Liu et al.15 carried out an experiment in rats with traumatic spinal cord injury to establish the temporary expression of micro RNAs. The authors managed to demonstrate that a rat's spinal cord contains approximately 77% (269) of the micro RNA identified in mature rats (350), which suggests that the spinal cord is a rich source of micro RNA. Of these, 97 changed in a statistically significant way after the spinal cord injury. Thus, 60 were expressed in moderate, high and very high levels, and were classified into 5 different groups. Groups A and C contained upregulated micro RNAs, group D contained downregulated micro RNAs and groups B and E contained micro RNA upregulated 4hours after the injury, and subsequently downregulated 1 and 7 days after the injury. The remaining 37 micro RNAs expressed at a low level and were inhibited after the injury.

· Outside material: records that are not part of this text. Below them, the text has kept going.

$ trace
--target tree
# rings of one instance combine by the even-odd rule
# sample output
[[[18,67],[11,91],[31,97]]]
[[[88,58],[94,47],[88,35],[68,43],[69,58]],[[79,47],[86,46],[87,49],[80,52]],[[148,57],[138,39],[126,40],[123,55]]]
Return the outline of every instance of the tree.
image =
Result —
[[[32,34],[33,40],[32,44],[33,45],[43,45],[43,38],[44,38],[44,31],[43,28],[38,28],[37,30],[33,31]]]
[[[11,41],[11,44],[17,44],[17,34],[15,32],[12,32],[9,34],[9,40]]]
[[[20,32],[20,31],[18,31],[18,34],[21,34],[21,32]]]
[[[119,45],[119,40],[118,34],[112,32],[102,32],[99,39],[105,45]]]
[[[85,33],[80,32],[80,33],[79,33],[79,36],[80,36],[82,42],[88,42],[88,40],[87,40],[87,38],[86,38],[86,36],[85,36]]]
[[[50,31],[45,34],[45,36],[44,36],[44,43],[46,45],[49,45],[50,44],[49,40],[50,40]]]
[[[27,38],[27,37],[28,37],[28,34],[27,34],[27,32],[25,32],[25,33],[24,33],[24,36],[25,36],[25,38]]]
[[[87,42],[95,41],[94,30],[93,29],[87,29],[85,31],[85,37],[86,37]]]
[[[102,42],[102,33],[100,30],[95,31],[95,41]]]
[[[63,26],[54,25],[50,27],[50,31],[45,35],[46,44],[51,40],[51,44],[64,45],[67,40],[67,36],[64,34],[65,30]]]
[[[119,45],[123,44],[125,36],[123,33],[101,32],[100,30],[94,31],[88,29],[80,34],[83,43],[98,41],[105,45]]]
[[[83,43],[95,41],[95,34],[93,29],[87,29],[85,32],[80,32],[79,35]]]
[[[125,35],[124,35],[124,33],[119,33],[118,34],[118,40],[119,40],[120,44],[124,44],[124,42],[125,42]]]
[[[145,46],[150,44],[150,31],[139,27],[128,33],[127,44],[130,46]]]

As decompression of the spinal cord is the main surgical option, Ziu and co-authors19 carried out a study to analyse the spatial and temporary expression of the levels of different micro RNAs and their relationship with the duration of compression. These researchers managed to demonstrate that, depending on the compression time, the temporary expression of some micro RNAs is different. In particular, miR-107 over-regulates in a prolonged compression model, whereas its levels do not vary in a short compression model. They found that the expression of miR-148 over-regulated 3 and 6hours after the injury in prolonged compression, and after 6hours in short compression. Finally they found that miR-210 over-regulates after 3, 6 and 24hours in the prolonged compression model and only after 24hours when the compression is of short duration.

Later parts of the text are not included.